Their faces were melted off from the bazooka attack that had taken them, but I recognized their metal armor as House Syru’s. Above their heads, water poured in along the embankment, and I looked up to see a mudslide beginning to course along ridge just above the ferns where Aurora and Cayla crouched with their loaders.
The mudslide was nearly five feet across with a torrent so strong it uprooted the plants it overtook, and I swiftly raised my palm to divert the river of mud and debris before it could wash over my women.
Then I redirected it to pour in on the horde of soldiers from House Ceres to my left, and as they stumbled and slipped with the mud flooding in up to their knees, I quickly whipped my bow around to empty the magazine into each of them in quick succession. Then I reloaded the bow with my Metal magic as I emptied the revolver into the surrounding fray.
Another handful of elves began to suffocate to my right, and as Aurora’s flames flew over my head, I finally caught sight of Rhys again.
Half his face was covered with blood despite the rain pelting down, and I could tell his skull had been split open on the right side. Still, he pulled his dagger out of his attacker’s eye socket with a ruthless laugh, and behind him, a hulking guard raised an axe.
I didn’t have any decent opening, but the bullet I fired met its mark in the elf’s stout bicep, and as he lurched and roared in pain, his hollow gaze narrowed directly on me.
The axe flew straight over Rhys’ head in my direction, and I deflected it to kill off another soldier on my left as Rhys flipped around to drive his sword into the elf’s heart.
The soldier caught him by the throat, though, and Rhys fought to free himself with one arm as he twisted his sword deeper with the other.
My next shot split the elf’s jaw wide open, and when the third bullet buried itself in his brain, Rhys was finally dropped to the ground.
Then a low rumble came from the embankment at my back, and I looked up in time to see another mudslide spilling over the upper ridge and tearing toward me.
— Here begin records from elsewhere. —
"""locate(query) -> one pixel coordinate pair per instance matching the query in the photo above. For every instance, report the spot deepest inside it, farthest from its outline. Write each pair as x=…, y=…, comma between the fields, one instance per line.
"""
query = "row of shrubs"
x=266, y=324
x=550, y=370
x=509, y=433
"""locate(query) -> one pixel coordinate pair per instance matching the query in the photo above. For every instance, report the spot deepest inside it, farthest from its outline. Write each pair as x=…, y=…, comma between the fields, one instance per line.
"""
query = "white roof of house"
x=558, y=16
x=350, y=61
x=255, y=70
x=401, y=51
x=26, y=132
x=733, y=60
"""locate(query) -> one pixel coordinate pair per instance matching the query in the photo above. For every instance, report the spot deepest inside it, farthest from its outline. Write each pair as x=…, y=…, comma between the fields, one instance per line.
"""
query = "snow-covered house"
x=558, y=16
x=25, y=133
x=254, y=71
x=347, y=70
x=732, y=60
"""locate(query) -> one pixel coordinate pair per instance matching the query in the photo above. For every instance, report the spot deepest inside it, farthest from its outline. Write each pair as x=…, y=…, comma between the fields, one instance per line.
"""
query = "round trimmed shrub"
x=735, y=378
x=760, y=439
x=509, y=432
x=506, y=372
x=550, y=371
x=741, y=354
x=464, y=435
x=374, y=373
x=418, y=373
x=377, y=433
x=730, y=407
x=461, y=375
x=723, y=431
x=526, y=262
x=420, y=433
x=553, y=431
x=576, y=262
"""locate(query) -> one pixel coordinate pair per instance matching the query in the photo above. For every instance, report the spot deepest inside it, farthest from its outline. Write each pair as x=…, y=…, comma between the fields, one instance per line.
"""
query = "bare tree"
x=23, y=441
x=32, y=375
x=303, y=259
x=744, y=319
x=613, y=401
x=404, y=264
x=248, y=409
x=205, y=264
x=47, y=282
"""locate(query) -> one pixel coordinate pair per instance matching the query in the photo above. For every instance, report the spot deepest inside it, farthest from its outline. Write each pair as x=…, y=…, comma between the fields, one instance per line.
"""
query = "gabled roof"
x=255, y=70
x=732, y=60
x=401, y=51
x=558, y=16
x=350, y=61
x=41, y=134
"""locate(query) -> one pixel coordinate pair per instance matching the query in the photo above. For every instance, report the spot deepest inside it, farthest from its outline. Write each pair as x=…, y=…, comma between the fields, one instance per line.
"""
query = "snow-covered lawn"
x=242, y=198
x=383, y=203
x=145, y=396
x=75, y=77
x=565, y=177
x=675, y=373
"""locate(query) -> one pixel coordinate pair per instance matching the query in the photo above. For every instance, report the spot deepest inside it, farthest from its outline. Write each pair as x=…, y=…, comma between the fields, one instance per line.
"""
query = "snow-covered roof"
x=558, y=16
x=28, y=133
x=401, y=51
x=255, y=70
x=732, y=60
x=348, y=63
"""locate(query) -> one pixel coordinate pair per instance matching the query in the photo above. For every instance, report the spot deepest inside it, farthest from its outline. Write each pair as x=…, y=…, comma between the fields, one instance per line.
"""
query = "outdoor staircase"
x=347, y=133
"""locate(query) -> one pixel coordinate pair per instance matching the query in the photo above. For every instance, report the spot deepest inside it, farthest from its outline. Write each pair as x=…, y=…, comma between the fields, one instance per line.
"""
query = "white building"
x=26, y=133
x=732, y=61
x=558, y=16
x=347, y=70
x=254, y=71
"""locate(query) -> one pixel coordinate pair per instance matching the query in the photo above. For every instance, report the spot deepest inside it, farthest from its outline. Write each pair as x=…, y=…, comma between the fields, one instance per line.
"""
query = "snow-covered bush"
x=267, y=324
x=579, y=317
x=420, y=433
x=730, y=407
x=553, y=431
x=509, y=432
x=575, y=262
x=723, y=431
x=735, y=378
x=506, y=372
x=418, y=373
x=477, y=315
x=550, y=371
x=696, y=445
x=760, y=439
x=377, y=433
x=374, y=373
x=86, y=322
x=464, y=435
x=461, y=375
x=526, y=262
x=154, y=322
Before I dealt with that, I swiftly disarmed every elf in my immediate line of sight, and as I drove their own blades into their throats, I pulled a wall from the ground at my back.
The deluge of rain made it impossible to maintain any kind of structure with the soil, though, so I wrenched a deep pit open instead and let the mudslide fill it in as I lunged to shove all of my weight against a line of hulking soldiers.
They growled and gasped as the mud poured around them and filled their lungs, and the next three soldiers to attack me met the same fate.
As I watched them all sinking lower into the sludge, I remembered the strange makeup of the quicksand we’d been trapped in on the cliff, and I grinned.
Then I sifted through my mind for the memory of the sinkhole as I sent my Terra Magic into the ground to the west.
My blood pulsed heavily as I struggled to ignore the chaos around me and focus instead on the makeup of the soil, and slowly, I felt the ground at the mouth of the ravine ease into my will.
I expanded the sinkhole nearly thirty feet across before a body slammed into me, and I crashed into the slop of mud with a feral woman pinning me beneath her. She had what looked like old chicken feet dangling from a band around her head, and I cringed as she snapped her yellowing teeth at me.
Then she planted her hand on my face to shove me under the surface.
The last thing I saw as I gasped for breath was the rusted blade she pulled from her belt, but before she could make her mark, I grabbed blindly for her arms to pin them back as I fought to throw her off me.
My revolver was drawn before she’d recovered from her landing, and I swiftly fired a bullet straight through the back of her head.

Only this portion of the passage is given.